Repsol aspires to monetizing the bonds in the short term to bring an amount as close to US$5 billion as possible into its coffers which Argentina acknowledged as debt for having expropriated 51% of YPF. That is the amount that was noted last week on its 2013 balance sheet (which implied acknowledging losses, since the value of the books is around US$7 billion).
According to sources aware of the efforts, the "real value" will be established in accordance with the average quote on Argentine bonds in the three months prior to the final signing of the contract. The effective minimum amount that Repsol will accept collecting is US $4.7 billion.
When the signatures dry, it will close one of the most serious trade conflicts faced by the country in recent years; a crisis which brought the relationship with Spain to a point of maximum tension, and which hindered the search for foreign investment for the mega-deposit of non-conventional hydrocarbons from Vaca Muerta.
The contract that was negotiated over the past three months by the Argentine government and the leadership of the company describes a complex financial fabric, with bonds of different characteristics.
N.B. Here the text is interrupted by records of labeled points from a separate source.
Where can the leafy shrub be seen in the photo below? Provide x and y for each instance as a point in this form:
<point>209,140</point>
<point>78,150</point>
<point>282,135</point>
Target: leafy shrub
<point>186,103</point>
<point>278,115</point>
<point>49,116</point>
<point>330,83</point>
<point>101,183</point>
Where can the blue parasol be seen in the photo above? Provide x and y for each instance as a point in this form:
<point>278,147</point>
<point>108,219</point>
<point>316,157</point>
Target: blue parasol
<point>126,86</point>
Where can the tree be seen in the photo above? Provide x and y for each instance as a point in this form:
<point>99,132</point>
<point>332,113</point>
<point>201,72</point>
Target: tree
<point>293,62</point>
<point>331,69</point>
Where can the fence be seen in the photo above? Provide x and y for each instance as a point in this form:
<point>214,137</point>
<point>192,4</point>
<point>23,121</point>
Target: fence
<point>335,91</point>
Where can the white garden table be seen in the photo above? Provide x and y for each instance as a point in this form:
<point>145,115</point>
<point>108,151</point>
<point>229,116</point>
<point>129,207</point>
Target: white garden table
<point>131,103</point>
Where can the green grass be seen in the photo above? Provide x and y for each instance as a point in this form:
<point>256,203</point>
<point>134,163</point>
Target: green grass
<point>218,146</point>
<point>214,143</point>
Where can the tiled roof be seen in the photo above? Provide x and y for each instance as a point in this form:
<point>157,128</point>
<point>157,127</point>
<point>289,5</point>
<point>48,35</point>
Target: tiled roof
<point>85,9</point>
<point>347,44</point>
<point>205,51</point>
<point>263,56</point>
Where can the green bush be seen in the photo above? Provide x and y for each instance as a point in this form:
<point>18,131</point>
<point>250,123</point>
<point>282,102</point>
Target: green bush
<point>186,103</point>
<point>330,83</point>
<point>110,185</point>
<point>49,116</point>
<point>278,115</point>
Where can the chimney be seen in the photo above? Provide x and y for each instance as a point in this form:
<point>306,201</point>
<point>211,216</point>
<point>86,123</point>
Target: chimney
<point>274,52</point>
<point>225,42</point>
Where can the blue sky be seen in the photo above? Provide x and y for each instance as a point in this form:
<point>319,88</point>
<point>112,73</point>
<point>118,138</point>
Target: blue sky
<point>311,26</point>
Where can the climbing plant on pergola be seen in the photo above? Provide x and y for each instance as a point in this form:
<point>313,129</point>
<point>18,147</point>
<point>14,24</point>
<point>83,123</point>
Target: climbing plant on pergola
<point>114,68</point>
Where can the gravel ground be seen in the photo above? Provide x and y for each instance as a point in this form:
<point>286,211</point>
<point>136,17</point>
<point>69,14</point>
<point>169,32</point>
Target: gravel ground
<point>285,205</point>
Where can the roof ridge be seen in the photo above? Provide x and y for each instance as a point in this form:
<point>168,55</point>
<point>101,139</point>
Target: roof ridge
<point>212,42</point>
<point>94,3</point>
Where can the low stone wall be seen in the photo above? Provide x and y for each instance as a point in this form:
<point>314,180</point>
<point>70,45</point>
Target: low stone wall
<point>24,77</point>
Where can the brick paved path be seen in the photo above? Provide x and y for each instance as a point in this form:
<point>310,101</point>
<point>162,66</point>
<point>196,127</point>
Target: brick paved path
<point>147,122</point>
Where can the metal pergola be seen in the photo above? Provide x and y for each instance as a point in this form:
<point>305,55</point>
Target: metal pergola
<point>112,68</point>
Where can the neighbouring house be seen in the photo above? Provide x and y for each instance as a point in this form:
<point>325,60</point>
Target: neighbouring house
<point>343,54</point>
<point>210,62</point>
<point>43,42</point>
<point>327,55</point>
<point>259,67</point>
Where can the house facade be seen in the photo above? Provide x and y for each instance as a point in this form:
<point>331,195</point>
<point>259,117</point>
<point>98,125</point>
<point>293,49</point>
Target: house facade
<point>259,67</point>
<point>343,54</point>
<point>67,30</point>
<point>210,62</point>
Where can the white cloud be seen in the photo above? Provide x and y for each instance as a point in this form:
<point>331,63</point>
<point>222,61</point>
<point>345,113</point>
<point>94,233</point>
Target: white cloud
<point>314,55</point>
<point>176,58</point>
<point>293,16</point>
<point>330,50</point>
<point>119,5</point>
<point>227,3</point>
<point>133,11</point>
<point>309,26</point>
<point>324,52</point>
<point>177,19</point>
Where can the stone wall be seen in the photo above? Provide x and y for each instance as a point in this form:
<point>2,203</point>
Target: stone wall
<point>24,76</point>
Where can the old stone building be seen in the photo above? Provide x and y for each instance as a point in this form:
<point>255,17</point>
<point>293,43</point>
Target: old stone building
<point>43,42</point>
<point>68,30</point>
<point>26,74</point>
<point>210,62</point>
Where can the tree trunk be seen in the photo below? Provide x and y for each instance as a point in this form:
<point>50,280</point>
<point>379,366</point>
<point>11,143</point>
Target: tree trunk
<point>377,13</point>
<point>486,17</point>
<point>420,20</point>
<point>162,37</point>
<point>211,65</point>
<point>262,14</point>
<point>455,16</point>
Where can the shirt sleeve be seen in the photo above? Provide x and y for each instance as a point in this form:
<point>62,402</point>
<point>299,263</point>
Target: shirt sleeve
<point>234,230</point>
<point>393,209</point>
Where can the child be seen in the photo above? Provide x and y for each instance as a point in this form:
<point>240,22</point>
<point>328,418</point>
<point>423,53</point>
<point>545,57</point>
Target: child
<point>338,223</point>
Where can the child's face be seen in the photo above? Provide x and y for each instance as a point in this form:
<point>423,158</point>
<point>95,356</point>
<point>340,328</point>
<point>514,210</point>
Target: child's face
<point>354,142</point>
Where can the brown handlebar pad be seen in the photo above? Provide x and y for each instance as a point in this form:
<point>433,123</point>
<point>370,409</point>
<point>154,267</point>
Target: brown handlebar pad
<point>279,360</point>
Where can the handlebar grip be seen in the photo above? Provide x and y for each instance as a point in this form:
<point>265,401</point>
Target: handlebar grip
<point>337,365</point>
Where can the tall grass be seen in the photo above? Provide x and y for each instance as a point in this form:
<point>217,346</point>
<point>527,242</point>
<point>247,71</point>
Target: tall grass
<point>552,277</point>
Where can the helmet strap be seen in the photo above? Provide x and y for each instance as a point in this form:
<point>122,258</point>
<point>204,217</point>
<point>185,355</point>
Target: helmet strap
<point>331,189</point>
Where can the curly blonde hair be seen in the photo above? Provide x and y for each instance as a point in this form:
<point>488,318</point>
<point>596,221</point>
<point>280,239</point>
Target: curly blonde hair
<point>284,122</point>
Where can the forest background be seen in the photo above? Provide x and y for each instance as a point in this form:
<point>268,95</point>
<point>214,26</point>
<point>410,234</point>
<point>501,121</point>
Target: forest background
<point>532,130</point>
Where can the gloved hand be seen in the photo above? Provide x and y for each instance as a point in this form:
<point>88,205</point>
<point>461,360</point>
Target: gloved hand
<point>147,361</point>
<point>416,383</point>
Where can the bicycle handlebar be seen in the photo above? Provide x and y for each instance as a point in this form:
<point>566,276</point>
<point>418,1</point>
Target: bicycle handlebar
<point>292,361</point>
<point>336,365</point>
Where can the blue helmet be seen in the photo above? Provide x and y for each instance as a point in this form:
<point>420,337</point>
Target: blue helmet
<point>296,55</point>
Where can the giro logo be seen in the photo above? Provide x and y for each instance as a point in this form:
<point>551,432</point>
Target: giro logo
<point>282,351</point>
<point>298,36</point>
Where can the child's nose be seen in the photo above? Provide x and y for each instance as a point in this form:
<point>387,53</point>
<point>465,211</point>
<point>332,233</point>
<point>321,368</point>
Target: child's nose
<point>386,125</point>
A portion of the payment will be done through the expansion of bonds in circulation (with the nearest maturities) and another (on the order of U$3 billion) will be a new issuance, denominated in US dollars and with 8.5% annual yield, according to what business sources told LA NACION. It will total US$5 billion. But the government will commit itself to other debt issues of up to 20% more to offset the depreciation suffered by Argentine sovereign bonds. The debt will be considered paid only when the money enters the coffers of the company (either from the sale of the securities or its amortization).
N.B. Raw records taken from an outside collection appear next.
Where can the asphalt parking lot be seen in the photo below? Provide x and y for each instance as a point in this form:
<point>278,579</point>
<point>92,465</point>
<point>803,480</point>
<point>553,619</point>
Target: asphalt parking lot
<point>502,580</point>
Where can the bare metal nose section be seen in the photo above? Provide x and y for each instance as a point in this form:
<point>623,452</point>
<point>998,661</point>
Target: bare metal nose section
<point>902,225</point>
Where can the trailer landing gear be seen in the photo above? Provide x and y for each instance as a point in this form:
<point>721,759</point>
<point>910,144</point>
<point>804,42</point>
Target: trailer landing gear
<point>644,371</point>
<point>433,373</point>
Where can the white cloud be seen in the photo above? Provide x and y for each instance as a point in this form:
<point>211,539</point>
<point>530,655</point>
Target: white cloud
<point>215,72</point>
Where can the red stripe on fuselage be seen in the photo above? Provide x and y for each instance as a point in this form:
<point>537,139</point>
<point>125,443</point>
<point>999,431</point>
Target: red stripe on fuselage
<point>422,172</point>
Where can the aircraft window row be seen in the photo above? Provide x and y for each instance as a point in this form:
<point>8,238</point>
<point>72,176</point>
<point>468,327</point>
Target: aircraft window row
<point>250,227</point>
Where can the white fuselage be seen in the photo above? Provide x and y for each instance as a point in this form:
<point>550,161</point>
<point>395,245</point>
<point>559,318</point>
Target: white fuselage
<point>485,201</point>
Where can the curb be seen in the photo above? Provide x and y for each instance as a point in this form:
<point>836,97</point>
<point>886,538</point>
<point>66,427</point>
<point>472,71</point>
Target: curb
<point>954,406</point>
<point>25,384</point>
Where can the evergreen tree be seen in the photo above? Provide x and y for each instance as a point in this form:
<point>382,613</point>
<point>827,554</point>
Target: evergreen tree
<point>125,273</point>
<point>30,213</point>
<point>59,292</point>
Bonds would be issued for the most part under Argentine legislation to avoid the possibility of an attachment, at a time when the decision in U.S. court on the litigation between the country and the so-called vultures funds on the debt in default remains pending.
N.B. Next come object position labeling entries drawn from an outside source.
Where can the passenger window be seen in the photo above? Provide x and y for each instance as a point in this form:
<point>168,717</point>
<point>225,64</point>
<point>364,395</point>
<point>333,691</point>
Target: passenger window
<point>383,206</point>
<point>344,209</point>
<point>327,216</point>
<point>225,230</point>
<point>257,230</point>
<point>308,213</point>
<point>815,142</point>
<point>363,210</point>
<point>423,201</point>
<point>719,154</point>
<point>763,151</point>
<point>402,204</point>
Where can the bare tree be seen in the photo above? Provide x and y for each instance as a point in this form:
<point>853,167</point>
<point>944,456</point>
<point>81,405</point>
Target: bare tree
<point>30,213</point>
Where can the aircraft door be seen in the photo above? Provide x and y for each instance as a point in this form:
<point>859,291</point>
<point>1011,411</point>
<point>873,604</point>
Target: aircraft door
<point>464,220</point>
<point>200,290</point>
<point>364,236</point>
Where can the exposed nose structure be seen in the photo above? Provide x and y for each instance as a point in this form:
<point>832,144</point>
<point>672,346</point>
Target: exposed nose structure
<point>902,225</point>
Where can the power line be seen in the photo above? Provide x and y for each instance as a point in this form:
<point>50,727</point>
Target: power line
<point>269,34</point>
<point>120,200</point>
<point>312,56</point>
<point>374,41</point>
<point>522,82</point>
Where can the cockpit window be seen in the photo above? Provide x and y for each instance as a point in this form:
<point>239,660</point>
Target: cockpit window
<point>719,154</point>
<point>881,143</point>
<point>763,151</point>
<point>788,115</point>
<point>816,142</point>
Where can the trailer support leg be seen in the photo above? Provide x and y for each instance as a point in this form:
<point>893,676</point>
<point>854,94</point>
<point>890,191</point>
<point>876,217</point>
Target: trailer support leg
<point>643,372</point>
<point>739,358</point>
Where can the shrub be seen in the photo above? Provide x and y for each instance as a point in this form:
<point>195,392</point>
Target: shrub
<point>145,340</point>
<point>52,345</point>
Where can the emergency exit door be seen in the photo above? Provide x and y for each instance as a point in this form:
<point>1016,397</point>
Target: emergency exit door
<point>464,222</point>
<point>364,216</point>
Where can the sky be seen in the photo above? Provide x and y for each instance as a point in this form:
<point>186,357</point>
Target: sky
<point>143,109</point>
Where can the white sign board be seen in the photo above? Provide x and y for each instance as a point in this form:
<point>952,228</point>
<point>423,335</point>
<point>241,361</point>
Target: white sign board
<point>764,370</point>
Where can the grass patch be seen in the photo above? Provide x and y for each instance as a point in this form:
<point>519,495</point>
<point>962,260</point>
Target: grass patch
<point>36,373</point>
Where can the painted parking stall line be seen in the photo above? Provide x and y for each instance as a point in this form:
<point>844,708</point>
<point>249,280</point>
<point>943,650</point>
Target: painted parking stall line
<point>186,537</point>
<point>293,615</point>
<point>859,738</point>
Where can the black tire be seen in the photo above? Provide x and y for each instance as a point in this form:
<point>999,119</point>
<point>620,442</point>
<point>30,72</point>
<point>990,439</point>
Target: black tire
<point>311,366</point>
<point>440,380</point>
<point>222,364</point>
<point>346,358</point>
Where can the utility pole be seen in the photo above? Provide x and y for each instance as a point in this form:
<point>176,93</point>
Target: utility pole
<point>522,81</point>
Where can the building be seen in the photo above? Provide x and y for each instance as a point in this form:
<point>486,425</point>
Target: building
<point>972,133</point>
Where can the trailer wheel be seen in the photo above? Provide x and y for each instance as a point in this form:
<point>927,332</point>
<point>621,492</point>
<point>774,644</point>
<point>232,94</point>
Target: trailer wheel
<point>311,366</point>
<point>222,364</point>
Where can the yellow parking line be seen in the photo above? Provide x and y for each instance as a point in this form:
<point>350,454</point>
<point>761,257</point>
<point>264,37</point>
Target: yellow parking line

As the company demanded, there will be no obstacles to liquidating the bonds, partially or entirely. Antonio Brufau, Chairman of Repsol, told people close to him that the plan is to close a transaction with a bank to monetize the compensation as soon as possible.
The increase in the nominal value and the removal of obstacles for the bonds to trade in the market were the keys to reaching the agreement. The Argentine government became more permeable after the big devaluation in January, when the world began to wonder if the Argentine economy was headed towards another disaster.
The Casa Rosada wants to show the agreement with Repsol as a first sign of normalization of its international economic relations, while it is negotiating the possibility of paying the debt in default with the Paris Club, litigating in United States against the holdouts and taking measures that have long been demanded by the International Monetary Fund (IMF), like the cleaning up of the inflation rate.
Brufau and the rest of the board of the oil company today will discuss the contract that emerged from the negotiations. If it is approved, as it is assumed in the financial world of Spain that it will be, an extraordinary meeting of shareholders will be convened in March. In the meantime, the Argentine Congress must approve the additional debt.
At the end of the road, Repsol will end all its international lawsuits against Argentina, including one before the arbitral tribunal of the World Bank (ICSID), where it demanded US$10.5 billion for its nationalized YPF shares.